The Securities and Exchange Commission of Pakistan (SECP) is likely to harmonise the 'Takeover regulations' and the 'Takeover Law' to create a balance between the rights of the minority shareholders and investors. It is learnt that the SECP has suggested that the valuer of the property would also be held responsible in the event of litigation or an inquiry against the acquirer.
The proposed amendment would also remove the procedural issues between the 'Takeover regulations' and the 'Takeover Law'. Sources said that the proposed amendments in the Takeover Regulations have been finalised by the SECP, which are expected to be placed before the stakeholders in Karachi next month. They said that the Takeover Regulations would be amended by the SECP in consultation with the stakeholders and the SECP would move a summary to the Ministry of Finance for amendments in Takeover Law. The Takeover Law was introduced in the country in 2002, which offered little consideration to the minority shareholders at the time the listed company was acquired by an investor. The amendments were made in the law in 2008 which were too harsh for the investors and as a result the change of hands at the listed companies has not been up to the mark.
The likely amendments include changes in the offer size - the current law binds the acquirer to purchase up to 50 percent of the shares held by the individuals under the public offering. Other amendment related to the offer price and the pricing mechanism to determine the value of share held by the minority shareholders. The share value of underperforming companies is usually very low which gives negligible benefit of buyback to the minority shareholder.

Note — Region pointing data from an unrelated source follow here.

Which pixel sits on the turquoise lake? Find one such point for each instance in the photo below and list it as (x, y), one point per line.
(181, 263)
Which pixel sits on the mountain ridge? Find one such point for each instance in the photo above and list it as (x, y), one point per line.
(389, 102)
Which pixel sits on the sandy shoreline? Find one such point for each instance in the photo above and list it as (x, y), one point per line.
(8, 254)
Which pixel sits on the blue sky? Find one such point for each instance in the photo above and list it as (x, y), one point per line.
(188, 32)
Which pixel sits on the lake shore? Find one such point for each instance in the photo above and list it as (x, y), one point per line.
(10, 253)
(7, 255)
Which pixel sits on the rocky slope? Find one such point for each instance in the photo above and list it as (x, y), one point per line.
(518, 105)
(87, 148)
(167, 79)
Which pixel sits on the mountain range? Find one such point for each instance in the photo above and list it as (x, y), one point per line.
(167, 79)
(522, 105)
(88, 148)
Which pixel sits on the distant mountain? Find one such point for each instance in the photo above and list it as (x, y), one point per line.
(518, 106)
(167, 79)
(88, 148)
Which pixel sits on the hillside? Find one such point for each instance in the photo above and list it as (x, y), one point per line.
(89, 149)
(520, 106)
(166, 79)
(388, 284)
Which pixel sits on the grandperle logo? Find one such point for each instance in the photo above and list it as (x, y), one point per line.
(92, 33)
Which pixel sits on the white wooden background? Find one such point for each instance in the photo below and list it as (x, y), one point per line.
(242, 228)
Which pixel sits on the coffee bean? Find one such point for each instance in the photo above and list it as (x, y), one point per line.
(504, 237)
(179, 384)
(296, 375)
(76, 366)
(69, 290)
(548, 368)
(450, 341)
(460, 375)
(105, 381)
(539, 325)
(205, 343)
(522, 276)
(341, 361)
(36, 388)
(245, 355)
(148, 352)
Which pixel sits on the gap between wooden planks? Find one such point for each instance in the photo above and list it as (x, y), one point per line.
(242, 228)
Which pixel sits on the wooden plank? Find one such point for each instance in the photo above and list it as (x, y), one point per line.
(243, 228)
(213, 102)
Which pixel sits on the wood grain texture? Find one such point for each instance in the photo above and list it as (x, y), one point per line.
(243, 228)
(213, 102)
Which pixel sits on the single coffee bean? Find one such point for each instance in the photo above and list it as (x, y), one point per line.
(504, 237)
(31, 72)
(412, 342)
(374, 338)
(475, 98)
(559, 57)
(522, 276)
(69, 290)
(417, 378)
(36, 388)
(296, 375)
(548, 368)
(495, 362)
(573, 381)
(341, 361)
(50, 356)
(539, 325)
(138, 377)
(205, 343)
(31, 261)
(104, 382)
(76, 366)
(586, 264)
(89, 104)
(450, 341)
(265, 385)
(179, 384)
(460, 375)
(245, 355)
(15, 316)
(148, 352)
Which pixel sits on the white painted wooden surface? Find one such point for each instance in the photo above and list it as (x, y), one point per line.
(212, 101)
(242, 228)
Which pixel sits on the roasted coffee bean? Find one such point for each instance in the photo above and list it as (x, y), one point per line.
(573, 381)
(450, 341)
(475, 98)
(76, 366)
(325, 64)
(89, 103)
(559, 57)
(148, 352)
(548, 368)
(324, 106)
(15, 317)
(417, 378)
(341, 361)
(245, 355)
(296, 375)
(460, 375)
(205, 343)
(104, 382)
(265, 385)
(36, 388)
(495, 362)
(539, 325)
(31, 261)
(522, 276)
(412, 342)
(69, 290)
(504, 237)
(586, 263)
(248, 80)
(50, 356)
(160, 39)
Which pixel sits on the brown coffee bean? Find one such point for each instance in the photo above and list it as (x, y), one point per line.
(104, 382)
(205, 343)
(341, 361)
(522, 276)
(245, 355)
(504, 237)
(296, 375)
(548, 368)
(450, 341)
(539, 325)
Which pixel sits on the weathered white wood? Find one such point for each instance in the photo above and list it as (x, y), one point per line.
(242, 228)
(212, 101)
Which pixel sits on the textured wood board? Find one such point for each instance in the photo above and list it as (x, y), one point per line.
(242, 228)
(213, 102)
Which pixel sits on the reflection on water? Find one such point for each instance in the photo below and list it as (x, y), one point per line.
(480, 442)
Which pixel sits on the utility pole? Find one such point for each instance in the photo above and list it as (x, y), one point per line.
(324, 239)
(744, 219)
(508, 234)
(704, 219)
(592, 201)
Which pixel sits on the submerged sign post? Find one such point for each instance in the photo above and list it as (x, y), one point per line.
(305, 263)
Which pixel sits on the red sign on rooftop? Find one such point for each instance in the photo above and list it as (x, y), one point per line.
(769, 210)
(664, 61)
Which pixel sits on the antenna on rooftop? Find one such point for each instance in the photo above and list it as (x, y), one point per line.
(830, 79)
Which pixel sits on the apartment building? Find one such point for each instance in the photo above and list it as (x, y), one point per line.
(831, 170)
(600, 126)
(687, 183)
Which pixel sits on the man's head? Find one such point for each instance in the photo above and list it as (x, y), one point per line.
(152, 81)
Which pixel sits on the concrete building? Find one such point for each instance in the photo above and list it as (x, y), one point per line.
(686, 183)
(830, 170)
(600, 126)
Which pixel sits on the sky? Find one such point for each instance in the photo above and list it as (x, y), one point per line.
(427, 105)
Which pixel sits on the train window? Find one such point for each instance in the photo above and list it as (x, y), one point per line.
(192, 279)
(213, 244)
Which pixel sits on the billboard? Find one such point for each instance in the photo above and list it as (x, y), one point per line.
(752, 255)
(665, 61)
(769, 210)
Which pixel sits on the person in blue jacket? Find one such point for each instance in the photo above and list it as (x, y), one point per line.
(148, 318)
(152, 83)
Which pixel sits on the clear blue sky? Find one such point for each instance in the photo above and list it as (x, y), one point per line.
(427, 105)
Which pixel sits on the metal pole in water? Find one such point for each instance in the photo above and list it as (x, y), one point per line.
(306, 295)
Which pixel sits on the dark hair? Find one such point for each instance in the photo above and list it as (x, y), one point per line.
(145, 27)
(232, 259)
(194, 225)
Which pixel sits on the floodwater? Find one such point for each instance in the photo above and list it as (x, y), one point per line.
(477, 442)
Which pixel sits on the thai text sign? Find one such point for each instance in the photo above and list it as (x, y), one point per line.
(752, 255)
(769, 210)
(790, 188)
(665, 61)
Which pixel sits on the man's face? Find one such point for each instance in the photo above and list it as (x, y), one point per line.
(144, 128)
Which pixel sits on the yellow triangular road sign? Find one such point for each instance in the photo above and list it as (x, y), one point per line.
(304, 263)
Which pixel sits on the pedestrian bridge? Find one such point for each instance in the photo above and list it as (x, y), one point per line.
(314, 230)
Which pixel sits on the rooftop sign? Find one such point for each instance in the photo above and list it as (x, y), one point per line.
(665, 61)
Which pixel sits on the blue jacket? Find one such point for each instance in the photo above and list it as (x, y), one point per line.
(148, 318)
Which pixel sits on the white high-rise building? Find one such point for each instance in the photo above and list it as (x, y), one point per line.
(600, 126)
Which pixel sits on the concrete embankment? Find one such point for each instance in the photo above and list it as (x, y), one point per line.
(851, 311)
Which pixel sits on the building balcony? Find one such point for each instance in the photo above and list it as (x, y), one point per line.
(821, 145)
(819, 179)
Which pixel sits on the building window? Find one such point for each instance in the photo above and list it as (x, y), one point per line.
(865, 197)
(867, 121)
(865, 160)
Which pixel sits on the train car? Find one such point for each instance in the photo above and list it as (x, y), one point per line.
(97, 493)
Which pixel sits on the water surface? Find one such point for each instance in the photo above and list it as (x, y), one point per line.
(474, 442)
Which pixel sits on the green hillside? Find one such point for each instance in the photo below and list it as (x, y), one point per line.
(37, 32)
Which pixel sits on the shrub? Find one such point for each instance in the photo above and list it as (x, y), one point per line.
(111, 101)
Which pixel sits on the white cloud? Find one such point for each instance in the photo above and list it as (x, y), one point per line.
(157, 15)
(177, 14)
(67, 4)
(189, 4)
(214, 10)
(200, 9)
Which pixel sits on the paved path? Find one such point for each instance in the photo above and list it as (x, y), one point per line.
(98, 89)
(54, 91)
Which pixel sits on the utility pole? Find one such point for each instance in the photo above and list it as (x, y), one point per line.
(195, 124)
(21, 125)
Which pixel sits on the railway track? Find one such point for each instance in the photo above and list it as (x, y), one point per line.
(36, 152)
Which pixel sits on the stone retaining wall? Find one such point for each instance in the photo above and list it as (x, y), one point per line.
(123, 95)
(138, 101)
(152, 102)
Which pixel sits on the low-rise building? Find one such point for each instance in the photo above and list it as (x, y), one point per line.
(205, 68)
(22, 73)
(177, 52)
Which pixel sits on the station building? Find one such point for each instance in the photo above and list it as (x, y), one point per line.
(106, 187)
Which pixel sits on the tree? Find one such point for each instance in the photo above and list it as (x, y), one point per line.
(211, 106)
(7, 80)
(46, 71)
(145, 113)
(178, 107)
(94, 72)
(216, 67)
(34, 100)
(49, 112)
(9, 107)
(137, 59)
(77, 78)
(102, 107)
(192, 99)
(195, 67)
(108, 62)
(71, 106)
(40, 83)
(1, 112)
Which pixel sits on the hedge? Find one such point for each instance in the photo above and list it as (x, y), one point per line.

These issues are expected to be discussed thoroughly at the roundtable in Karachi next week, while other key amendment includes easing the procedures to change the Manager to the offer if required by the acquirer so that the transaction can be made more transparent. The SECP has proposed measures to streamline the issue of chain acquisition- that is non-existent in the country.
Chain acquisition is the takeover of a listed company indirectly, which would be a subsidiary of a non-listed company acquired by an investor. Another amendment is fixing responsibilities of a Valuer as under the current laws the valuers are not covered for penalties or held accountable if the value of fixed assets including the infrastructure is determined at a lower than market rate. It has been proposed that a certificate has to be submitted by the acquirer and the valuaer jointly stating that the value of acquired asset are correct as per market norms.